Autocross tracks are set up so that it should take a driver 60 seconds to complete the course.

“Our tracks are smaller but more happens in a minute than happens all day in other types of racing,” Jerry says.

“It takes quick reactions,” Mike explains. “You can change directions 30 times in 60 seconds.”

“It’s a test of the skill of the driver,” Jerry says. “You have to approach the course in the correct manner. You have to be able to look ahead and plan ahead how one point connects to another. If you screw up at one spot it messes up the whole course.”

He says that putting the car in the right spot is important, as is the car’s braking ability.

“It’s 70 percent driver and 30 percent car,” Mike says of autocross.

Drivers complete the course as quickly as possible, receiving time penalties for infractions during the run.

“If you hit a cone there is a two second penalty,” Jerry explains. “Ten seconds if you miss a gate.”

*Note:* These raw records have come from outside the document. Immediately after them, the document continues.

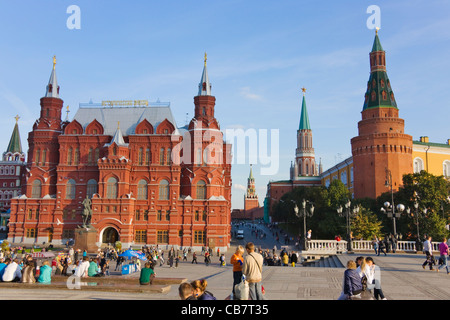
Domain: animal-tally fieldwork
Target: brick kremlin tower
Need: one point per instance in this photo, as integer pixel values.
(381, 146)
(305, 160)
(251, 197)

He points out that such penalties hit hard considering there may be only a couple seconds difference between the fastest and slowest cars.

“But no one is limiting you,” Jerry adds. “You are out there by yourself.”

And the autocross field is out there in all types of weather.

“We run rain or shine,” Mike says. “Or snow.”

“There can be changing conditions even during an event,” Jerry says.

Jerry has attended the Nationals championships from 2001 to 2010, and for the last five years has had the fastest C-5 Corvette at the championships.

The event can draw 1,500 drivers from around the country.

Jerry estimates that around 20 percent of the autocross drivers today are women.

“Even my girlfriend is driving autocross now,” he laughs.

In addition to his Z06 Corvette, Jerry also owns a Porsche, Shelby Cobra and collector cars such as a Roadrunner convertible and a ­Little Red Express Truck.

In addition to his Corvette, Mike also fields a ’08 Solstice GXP, and has had several other Vettes pass through his garage at one time or another, including a ’92 LT1, a ’91 ZR1 and a ’01 Z06.

“I’ve raced the Z06 since I got it,” Mike says. “The C5 version is the best car out there.”

And 40 times a year he gets the chance to prove it.